Which is where we came in. To my mind it is practically impossible to make a career solely from doing what you love. The enabling steps to get to the point where you have an income from your passion are many. There are meetings and emails, conferences and marketing, finance and accounting. It means that over time your day becomes more and more spent on things that are probably a mile away from the source of your enjoyment. In other words, the business steps between you and your passion. If you are not passionate about entrepreneurialism itself, you may struggle to actually take many steps at all in the direction of the earning money aspect of the thing.
But what to do about this melancholy state of affairs?
Well, some thoughts come to mind. There are those who are transcendentally good at their vocation and can name their price in the market. They can farm out a heap of the things they don’t want to do. Footballers, Golfers, Jeremy Clarkson, they have agents and flunkies for these tasks. But even they eventually end up doing the personal appearances and hiding from the press.

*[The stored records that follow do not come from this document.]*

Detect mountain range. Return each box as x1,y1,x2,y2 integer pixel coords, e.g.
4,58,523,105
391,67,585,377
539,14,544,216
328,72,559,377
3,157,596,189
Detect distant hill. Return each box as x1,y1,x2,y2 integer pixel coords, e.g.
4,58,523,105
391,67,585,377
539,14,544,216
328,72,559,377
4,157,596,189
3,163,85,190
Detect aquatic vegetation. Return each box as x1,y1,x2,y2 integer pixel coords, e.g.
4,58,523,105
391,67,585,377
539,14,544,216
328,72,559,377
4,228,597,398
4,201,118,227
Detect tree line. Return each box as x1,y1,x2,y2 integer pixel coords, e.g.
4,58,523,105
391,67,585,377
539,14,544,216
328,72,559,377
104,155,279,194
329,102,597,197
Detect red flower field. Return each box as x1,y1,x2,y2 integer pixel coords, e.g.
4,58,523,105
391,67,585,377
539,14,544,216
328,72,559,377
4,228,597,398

The only approach that seems to make sense to me is a pragmatic alteration of the terms of the objective.
We should therefore cease the quest for the Holy Grail of combining passionate intensity with money. Instead, we need to customise the idea slightly. Rather than try to earn cash from say, Classic Cars (Love ‘em, but I have no great desire to get under an oily Lancia) or Photography (Been doing it for fifty years, but it’s the very definition of a saturated market), I have decided that the solution is to go with attempting to concentrate on areas where I know I have a proficiency and which, at a minimum give me satisfaction. To avoid the friction created by process and bureaucracy, I am using tools which I don’t actively dislike and which don’t insert too high a barrier between me and people who might like what I do.
This feels like a much more pragmatic way of making progress. For example I enjoy writing and I I’m happy that I can string a word or two together (At least I am until I read say, Stephen Fry and realise that proper writing is not something I’m doing at all, but that’s for another day). I suppose this is an explanation of this newsletter. The tool I am using (Substack if you haven’t noticed) is almost frictionless – you type something and hit send. That’s it….

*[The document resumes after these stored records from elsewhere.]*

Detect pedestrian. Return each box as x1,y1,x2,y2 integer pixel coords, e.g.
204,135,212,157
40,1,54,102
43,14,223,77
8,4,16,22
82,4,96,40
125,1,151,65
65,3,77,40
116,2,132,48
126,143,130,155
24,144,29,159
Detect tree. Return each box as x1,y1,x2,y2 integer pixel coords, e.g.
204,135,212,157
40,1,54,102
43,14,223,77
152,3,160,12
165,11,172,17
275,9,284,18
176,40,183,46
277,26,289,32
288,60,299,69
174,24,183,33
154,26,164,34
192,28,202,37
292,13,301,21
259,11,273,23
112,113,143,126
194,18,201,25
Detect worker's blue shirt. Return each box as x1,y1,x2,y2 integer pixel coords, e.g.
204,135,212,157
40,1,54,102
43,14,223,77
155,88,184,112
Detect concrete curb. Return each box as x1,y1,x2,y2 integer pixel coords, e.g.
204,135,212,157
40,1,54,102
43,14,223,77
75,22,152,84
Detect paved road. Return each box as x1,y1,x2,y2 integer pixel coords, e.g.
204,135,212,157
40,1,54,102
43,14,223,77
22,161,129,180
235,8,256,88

Of course, the obvious question arising immediately is how do you actually make money from this. Well, before you run for the hills I can promise that further down the line you, erudite, early adopting, subscriber (you have subscribed, right?), will never have to put your hand in your pocket. Later on, who knows. We might see whether paywalls for new arrivals could work. Or even sponsorship…. (alright you can stop laughing now).
The good news for me is that this approach means I have the fun of doing the creative bit to see me through the startup, without worrying too much yet about the harder part of actually earning anything.
I think that satisfaction will have to do for the moment. I can’t ask for any more.